In 1997, he established the Malone Family Foundation, which operates the Malone Scholars Program that provides scholarship endowments to select private schools throughout the United States.
Malone is married to Leslie, and they have two children and live in Elizabeth, Colorado. His wife is active in dressage and horse breeding, and she founded Harmony Sporthorses in Kiowa, Colorado.
In 2008, their son Evan D. Malone joined the board of Liberty Media.
Malone reportedly shuns the limelight and glamorous lifestyle and takes his family vacations alongside long time friend Gary Biskup, in a recreational vehicle. However, in business dealings he has been dubbed "Darth Vader", a nickname allegedly given to him by Al Gore when Malone was the head of TCI. A position where he demanded equity positions in cable programming services in return for carriage and attempted to defeat the must-carry rules that protected broadcasters[clarification needed], a battle which the cable industry eventually lost in 1997 in the U.S. Supreme Court.
John Malone was awarded "Citizen of the West", presented by then-Colorado Governor John Hickenlooper.
In 1994, Wired portrayed Malone on their cover as "Mad Max" from The Road Warrior (also known as Mad Max 2), with an interview describing his battles with the FCC. He is also known as the "Cable Cowboy".

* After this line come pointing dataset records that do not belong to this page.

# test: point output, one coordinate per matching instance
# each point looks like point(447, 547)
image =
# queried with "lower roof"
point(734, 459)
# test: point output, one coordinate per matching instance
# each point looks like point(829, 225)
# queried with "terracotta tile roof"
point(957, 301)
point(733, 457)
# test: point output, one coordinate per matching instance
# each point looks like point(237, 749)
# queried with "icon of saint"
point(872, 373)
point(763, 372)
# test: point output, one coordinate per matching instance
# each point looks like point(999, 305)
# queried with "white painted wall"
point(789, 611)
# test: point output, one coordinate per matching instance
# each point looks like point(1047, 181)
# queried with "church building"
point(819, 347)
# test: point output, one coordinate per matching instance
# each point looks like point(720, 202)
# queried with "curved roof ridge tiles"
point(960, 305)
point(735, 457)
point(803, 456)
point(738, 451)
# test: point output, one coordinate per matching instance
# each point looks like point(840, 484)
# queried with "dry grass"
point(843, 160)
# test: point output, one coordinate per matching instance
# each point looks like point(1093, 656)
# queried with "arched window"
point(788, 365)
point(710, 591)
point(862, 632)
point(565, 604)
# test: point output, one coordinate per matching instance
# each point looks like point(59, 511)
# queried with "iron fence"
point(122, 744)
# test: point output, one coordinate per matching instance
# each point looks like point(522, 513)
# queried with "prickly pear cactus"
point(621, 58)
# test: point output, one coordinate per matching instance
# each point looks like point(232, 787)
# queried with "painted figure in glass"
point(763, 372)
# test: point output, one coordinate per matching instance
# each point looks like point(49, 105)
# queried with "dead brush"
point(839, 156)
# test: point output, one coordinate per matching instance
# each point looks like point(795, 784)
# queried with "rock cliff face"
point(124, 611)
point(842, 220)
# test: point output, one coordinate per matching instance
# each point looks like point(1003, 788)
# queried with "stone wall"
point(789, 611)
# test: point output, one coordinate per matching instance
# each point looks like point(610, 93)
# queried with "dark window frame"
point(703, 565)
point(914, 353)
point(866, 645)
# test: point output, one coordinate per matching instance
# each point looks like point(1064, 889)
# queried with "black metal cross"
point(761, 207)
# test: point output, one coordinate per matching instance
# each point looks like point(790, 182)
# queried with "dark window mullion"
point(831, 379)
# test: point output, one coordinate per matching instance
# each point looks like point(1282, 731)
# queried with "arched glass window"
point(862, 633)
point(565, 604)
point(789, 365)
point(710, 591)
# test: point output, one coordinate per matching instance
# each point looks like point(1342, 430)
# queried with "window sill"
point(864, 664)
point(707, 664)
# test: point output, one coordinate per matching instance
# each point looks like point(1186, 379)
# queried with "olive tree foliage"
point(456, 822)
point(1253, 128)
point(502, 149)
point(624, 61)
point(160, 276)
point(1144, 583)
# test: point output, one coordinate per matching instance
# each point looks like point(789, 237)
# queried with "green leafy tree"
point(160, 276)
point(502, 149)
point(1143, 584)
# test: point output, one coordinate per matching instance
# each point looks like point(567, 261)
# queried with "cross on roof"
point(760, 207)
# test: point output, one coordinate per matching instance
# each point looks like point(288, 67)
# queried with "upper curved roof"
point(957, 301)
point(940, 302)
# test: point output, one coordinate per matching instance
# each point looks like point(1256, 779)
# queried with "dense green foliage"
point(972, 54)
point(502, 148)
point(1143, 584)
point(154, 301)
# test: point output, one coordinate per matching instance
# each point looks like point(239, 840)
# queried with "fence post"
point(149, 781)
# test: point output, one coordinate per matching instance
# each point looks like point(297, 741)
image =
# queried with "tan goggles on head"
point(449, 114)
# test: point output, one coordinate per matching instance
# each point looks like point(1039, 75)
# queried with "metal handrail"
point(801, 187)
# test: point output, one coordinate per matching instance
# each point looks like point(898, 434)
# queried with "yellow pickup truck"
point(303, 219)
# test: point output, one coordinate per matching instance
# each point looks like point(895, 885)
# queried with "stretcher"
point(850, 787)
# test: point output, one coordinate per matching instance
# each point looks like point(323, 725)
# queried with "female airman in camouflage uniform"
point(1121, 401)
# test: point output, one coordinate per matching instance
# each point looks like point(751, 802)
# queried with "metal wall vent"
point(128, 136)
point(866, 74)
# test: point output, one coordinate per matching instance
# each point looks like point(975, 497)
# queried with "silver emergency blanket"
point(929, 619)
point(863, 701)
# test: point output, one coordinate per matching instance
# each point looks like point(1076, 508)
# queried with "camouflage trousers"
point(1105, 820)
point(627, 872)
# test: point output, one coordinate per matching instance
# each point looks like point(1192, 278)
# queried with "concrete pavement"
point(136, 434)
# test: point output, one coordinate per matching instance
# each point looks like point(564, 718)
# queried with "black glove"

Malone's political beliefs have been described as libertarian. He is on the board of directors for the Cato Institute. He donated US$250,000 to Donald Trump's inauguration in 2017, with colleague Greg Maffei, Liberty Media, and Liberty Interactive each donating a further US$250,000. Though in 2019 during an interview with CNBC Malone stated "Look, I think a lot of things Trump has tried to do—identifying problems and trying to solve them—has been great…. I just don’t think he’s the right guy to do it. Half the people that he’s hired and thrown under the bus are now trying to kill him. I mean, what kind of thing is that?" He expressed support for Michael Bloomberg in the 2020 United States presidential election.